A UK research company’s data that is under attack for being sketchy and out of date as UK investors see bricks-and-mortar assets crumble, has been strongly defended by its founding director.

Investment Property Databank, a company that issues indices on UK and foreign commercial property returns, used in the expanding property derivatives market and by fund management companies, hit back at claims that its data was a poor guide to the UK commercial property market.

Heartwood, a UK wealth planning and management business, says retail investors bought property funds in 2007 at what has been an inappropriate time, relying on IPD data when the market was already cooling fast.

“It [property] is an illiquid asset class and its performance can only be measured on the basis of market valuations made and anyone using such an index should be aware of that fact,” Ian Cullen, founding director of IPD, told WealthBriefing.

IPD bases its indices from the monthly, quarterly and annual figures that independent valuers obtain from all the properties that are held in the universe of funds that IPD tracks, Mr Cullen said. On the IPD’s UK All Monthly Total Return Index, for example, at the end of December last year, these funds held £51 billion ($101.14 billion) of assets, hardly a small sample, IPD said.

“Every single property fund must be revalued to reflect its full market value and we collect all that data and add it to all the cash-flows that are then used to compute returns for the market,” Mr Cullen said.

Recent data has shown the UK commercial property market has fallen sharply. Monthly figures showed that total returns on the UK All Property index were -1.6 per cent in January, although not as weak as the -3.7 per cent negative total return in December 2007.

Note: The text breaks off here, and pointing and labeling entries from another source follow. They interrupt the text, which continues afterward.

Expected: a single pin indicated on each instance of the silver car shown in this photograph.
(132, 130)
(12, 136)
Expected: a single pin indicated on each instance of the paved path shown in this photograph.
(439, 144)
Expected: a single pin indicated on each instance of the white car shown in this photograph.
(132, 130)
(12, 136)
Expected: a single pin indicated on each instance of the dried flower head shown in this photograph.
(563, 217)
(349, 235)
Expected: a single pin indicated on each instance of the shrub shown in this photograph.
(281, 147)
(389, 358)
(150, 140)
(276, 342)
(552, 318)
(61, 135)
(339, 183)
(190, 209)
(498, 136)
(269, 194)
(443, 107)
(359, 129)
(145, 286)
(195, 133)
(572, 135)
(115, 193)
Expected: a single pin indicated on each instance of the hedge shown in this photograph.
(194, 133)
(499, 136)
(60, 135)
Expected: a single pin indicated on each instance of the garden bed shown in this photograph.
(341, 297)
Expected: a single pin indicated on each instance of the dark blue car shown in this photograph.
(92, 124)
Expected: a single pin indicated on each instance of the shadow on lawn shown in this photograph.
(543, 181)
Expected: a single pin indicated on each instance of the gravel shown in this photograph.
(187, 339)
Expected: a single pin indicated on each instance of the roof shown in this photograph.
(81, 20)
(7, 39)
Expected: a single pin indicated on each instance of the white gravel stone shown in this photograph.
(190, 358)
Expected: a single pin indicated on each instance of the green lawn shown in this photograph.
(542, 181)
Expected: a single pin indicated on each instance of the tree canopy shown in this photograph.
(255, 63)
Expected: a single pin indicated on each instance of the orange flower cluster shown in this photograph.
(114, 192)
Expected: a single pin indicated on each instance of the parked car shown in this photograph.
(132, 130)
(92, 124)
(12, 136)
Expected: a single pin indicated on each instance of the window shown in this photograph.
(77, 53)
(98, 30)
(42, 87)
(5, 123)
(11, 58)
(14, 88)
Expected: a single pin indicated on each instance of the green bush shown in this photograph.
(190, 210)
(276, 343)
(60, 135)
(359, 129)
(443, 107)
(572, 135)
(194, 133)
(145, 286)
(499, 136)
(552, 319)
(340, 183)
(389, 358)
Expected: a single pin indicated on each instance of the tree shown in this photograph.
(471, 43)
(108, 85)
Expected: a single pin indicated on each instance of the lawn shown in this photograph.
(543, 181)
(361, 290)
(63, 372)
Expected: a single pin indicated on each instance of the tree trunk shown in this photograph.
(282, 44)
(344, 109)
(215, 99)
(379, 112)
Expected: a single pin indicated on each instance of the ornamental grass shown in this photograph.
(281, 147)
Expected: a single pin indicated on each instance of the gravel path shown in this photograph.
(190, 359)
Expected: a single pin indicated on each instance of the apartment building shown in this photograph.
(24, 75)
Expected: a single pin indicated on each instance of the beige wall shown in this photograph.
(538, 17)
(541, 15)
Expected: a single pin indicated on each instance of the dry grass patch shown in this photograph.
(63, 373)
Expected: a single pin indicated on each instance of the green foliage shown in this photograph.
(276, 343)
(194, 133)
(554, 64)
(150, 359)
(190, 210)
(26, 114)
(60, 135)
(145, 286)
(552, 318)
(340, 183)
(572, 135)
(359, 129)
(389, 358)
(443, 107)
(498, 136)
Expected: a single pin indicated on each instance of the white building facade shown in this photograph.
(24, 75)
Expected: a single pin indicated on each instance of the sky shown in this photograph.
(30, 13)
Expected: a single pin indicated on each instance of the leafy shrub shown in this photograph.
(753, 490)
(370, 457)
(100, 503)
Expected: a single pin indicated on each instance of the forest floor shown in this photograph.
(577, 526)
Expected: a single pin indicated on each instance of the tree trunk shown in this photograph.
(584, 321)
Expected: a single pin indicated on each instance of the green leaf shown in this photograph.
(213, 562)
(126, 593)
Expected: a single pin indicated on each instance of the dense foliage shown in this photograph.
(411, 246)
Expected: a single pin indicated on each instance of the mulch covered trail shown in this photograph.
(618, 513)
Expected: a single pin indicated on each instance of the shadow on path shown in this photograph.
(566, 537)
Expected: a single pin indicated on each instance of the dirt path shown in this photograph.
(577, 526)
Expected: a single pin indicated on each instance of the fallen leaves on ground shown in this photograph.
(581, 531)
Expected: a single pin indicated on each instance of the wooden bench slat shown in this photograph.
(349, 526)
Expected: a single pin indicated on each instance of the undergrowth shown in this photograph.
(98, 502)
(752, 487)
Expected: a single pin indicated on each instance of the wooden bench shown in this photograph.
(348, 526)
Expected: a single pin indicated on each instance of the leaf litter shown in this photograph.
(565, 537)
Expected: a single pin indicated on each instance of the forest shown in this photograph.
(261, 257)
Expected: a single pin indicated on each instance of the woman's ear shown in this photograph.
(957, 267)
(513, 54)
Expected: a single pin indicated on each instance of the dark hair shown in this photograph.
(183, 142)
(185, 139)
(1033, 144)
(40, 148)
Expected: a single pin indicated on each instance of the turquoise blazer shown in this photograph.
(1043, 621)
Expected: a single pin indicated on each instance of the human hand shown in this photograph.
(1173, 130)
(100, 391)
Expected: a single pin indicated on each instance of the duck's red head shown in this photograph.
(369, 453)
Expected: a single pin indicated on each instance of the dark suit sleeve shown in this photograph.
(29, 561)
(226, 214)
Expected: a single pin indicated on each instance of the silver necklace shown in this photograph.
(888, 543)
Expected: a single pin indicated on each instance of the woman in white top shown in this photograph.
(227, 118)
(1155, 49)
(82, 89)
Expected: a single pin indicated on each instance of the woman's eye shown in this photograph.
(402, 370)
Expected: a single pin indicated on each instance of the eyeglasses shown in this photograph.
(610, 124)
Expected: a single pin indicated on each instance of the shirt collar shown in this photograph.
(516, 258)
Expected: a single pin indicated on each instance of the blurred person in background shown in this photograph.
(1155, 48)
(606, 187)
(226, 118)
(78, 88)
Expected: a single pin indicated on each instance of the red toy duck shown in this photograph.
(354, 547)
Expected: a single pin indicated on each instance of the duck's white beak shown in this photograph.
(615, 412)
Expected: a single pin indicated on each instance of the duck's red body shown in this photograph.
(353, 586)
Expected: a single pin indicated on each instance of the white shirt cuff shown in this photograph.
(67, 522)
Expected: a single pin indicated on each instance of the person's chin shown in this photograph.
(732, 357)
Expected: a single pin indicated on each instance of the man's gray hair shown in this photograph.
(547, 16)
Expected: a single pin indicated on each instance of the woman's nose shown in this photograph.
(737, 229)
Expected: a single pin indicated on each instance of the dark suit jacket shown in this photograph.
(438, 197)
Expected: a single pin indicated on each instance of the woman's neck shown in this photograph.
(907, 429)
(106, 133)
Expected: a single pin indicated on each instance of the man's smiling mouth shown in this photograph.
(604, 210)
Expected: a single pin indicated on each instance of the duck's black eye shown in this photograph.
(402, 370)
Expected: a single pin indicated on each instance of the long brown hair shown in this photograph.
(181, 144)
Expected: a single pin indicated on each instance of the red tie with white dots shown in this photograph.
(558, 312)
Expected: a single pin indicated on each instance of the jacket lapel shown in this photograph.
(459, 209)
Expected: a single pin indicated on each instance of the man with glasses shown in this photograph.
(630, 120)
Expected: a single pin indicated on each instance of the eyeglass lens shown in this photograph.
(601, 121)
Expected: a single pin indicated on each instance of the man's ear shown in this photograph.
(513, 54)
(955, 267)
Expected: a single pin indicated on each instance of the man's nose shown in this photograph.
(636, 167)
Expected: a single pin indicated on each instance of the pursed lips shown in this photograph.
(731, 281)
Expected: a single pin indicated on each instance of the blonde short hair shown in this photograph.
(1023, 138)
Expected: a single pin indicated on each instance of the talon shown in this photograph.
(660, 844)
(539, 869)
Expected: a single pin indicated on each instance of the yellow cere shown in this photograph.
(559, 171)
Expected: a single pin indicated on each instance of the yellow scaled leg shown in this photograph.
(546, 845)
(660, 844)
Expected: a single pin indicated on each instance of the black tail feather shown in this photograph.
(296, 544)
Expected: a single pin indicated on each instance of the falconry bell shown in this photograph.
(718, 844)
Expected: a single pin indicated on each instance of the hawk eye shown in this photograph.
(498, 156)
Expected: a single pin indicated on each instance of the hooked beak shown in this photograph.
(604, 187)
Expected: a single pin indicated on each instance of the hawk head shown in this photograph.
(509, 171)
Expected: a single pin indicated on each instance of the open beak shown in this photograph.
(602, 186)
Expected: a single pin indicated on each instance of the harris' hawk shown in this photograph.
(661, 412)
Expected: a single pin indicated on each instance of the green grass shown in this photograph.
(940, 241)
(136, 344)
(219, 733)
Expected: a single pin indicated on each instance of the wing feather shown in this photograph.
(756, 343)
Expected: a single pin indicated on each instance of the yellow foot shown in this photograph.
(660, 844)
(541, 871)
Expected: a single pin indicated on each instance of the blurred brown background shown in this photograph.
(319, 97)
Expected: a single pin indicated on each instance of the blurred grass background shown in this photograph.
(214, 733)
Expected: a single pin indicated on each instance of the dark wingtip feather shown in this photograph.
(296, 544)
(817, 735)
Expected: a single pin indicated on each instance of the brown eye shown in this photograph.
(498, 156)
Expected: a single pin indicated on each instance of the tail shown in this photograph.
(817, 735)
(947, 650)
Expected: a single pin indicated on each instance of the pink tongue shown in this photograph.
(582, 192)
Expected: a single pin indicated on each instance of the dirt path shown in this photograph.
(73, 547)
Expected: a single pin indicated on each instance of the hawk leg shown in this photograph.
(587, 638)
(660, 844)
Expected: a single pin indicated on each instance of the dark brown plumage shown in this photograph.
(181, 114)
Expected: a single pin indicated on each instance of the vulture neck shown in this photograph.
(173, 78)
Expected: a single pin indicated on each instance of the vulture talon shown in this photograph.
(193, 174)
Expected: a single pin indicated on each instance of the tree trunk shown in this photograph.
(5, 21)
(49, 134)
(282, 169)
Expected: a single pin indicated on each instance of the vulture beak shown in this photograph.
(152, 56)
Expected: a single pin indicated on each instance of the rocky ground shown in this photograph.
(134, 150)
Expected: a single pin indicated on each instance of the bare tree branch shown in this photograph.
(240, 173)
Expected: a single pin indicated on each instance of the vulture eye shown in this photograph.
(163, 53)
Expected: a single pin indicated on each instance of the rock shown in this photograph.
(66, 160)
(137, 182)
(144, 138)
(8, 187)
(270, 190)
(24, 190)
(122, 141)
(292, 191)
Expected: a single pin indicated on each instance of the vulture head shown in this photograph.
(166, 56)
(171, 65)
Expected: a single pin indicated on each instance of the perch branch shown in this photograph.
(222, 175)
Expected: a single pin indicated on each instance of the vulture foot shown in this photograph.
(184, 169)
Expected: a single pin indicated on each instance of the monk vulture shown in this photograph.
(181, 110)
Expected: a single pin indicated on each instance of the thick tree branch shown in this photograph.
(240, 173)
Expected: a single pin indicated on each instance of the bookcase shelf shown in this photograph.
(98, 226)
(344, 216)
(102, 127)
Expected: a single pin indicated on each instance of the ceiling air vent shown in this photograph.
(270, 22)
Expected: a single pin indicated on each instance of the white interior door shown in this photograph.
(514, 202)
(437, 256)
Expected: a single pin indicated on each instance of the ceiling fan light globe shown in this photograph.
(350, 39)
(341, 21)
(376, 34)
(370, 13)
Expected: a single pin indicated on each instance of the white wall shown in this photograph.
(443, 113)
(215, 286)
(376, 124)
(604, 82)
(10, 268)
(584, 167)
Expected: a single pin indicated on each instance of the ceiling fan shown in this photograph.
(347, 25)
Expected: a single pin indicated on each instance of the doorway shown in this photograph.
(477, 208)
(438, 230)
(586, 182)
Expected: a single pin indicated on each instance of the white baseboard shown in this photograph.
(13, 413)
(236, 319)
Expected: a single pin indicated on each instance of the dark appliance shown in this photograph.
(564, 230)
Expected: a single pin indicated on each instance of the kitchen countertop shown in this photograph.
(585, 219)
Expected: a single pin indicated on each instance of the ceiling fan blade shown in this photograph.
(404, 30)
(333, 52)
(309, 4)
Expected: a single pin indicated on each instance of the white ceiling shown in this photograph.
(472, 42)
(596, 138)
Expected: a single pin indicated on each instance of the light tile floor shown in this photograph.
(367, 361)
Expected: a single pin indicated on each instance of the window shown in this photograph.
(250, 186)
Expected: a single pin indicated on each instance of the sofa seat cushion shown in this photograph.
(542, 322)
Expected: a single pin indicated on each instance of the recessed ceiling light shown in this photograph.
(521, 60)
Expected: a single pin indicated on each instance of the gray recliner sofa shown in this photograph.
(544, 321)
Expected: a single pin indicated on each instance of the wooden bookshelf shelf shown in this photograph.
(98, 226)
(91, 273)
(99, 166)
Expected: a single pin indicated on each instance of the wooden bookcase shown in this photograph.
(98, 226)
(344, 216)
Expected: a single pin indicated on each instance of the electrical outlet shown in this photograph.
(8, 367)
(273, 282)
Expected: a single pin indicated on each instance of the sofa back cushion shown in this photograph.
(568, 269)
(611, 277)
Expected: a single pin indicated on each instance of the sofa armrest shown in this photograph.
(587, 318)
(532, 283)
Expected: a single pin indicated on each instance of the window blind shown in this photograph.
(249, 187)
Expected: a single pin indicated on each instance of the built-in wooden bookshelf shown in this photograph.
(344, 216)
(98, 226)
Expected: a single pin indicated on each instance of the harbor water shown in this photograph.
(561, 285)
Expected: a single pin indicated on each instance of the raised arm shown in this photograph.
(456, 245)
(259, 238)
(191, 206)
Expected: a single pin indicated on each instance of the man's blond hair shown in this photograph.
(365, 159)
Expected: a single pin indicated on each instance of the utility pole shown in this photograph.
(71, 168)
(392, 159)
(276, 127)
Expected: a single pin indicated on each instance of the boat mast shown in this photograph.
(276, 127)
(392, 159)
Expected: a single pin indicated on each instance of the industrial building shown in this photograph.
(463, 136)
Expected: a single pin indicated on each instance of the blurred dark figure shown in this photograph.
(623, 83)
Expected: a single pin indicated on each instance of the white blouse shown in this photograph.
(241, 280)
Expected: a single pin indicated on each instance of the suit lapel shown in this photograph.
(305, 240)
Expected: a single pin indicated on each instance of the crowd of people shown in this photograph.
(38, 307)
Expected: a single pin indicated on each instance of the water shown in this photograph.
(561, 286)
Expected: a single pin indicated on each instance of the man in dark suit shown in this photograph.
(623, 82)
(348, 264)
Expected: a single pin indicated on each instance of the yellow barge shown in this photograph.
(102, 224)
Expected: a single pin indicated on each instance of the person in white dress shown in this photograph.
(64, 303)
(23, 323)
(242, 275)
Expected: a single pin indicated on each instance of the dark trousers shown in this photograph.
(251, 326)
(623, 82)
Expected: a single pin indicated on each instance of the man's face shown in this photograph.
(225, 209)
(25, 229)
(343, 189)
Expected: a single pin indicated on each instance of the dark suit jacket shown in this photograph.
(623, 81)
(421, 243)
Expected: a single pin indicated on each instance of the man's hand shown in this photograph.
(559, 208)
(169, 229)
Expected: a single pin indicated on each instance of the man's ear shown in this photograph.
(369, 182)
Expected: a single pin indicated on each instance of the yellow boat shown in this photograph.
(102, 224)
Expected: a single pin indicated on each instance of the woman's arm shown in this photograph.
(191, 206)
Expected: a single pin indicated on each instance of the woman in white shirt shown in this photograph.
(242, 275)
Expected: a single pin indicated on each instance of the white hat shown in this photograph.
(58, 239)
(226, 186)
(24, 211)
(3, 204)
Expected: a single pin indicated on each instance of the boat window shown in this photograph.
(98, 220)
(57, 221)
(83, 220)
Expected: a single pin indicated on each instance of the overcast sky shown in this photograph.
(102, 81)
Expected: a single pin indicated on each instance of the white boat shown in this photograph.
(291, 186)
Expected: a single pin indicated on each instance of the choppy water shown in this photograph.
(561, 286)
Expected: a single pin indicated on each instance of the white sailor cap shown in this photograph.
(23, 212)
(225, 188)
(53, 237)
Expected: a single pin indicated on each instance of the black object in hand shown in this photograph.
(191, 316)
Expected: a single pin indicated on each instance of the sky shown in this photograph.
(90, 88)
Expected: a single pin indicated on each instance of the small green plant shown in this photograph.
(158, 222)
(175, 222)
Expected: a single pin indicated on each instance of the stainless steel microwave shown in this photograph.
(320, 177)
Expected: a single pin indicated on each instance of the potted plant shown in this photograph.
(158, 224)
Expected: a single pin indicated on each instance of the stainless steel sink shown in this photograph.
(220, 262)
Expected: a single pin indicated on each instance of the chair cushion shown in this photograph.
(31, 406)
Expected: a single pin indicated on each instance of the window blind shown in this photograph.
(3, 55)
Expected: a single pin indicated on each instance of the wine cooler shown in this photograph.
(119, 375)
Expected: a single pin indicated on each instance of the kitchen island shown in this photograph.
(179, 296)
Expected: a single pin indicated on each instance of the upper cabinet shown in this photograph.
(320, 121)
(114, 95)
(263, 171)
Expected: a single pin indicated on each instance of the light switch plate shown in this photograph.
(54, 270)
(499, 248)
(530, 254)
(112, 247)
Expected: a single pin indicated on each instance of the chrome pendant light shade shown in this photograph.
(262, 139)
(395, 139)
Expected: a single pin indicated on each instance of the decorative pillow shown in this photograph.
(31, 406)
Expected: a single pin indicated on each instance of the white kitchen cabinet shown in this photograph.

Heartwood said IPD’s figures were compiled by “surveyors as a desktop sampling exercise on a limited number of properties without actual transaction data”. In response, Mr Cullen said no such random sampling of property funds’ assets goes on. Instead, all the assets of a property fund will be valued on their market value.

Heartwood argues that share price indices are based on live transactions and discount future trends, in contrast to IPD figures. It points out that the FTSE all-share real estate index fell by 19.06 per cent over the first eight months of 2007, while the IPD UK All Property Total Return Index rose 4.59 per cent over the same period.

“It is disappointing that investor information on the sector is still so tied to the IPD Index, which has been exposed in recent times to be flawed. We believe that the commercial property sector would benefit from adopting a more market-based yardstick to avoid the type of information lag that has affected so many retail investors,” David Lough, chief executive of Heartwood, said in a statement.